Domestic agriculture is a disaster. The slashing and burning of forests for farming and charcoal has degraded the soil and chronic under-investment has rendered rural infrastructure at best rickety, at worst non-existent.

The woes were compounded by a decision in the 1980s to lift tariffs, when international prices were lower, and flood the country with cheap imported rice and vegetables. Consumers gained and the IMF applauded but domestic farmers went bankrupt and the Artibonite valley, the country’s breadbasket, atrophied.

Now that imports are rocketing in price the government has vowed to rebuild the withered agriculture but that is a herculean task given scant resources, degraded soil and land ownership disputes.

There is a hopeful precedent. A growing franchise of localised dairies known as Let Agogo (Creole for Unlimited Milk) has organised small farmers to transport and market milk, generating jobs and income and cutting Haiti’s £20m annual milk import bill.
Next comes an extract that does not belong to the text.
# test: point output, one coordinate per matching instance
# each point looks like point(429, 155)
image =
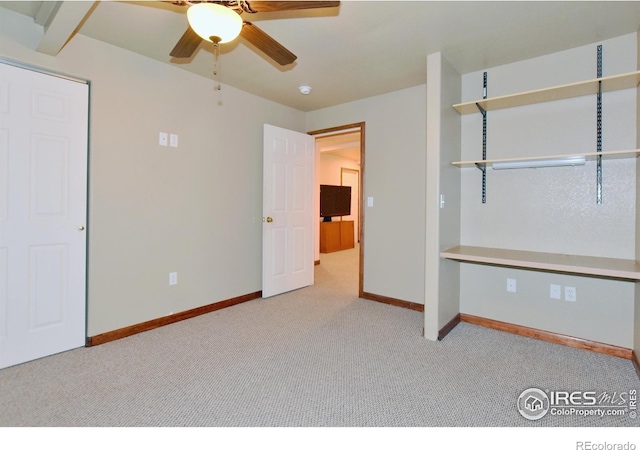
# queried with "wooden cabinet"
point(336, 236)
President René Préval has hailed the scheme as a model but Michel Chancy, a driving force of Veterimed, a non-governmental organisation which backs the dairies, was wary. “For 20 years politicians have been talking about reviving agriculture but didn’t actually do anything. If this food crisis forces them to act then it is a big opportunity.” That was a big if, he said.

Walk along a beach in the morning and you find Haitians gazing at the azure ocean horizon, dreaming of escape. They are fiercely proud of their history in overthrowing slavery and colonialism but these days the US, the Bahamas, the Dominican Republic – anywhere but home – seems the best option.

The only thing stopping an exodus are US coastguard patrols, said Herman Janvier, 30, a fishermen on Cap Haitian, a smuggling point. “People want out of here. It’s like we’re almost dead people.”

The last time Janvier tried to flee he was intercepted and interned at Guantánamo Bay. “I offered to join the American army. I offered to clean their base. They said no. So I am back here, on a boat with no motor, doing what I can to survive.”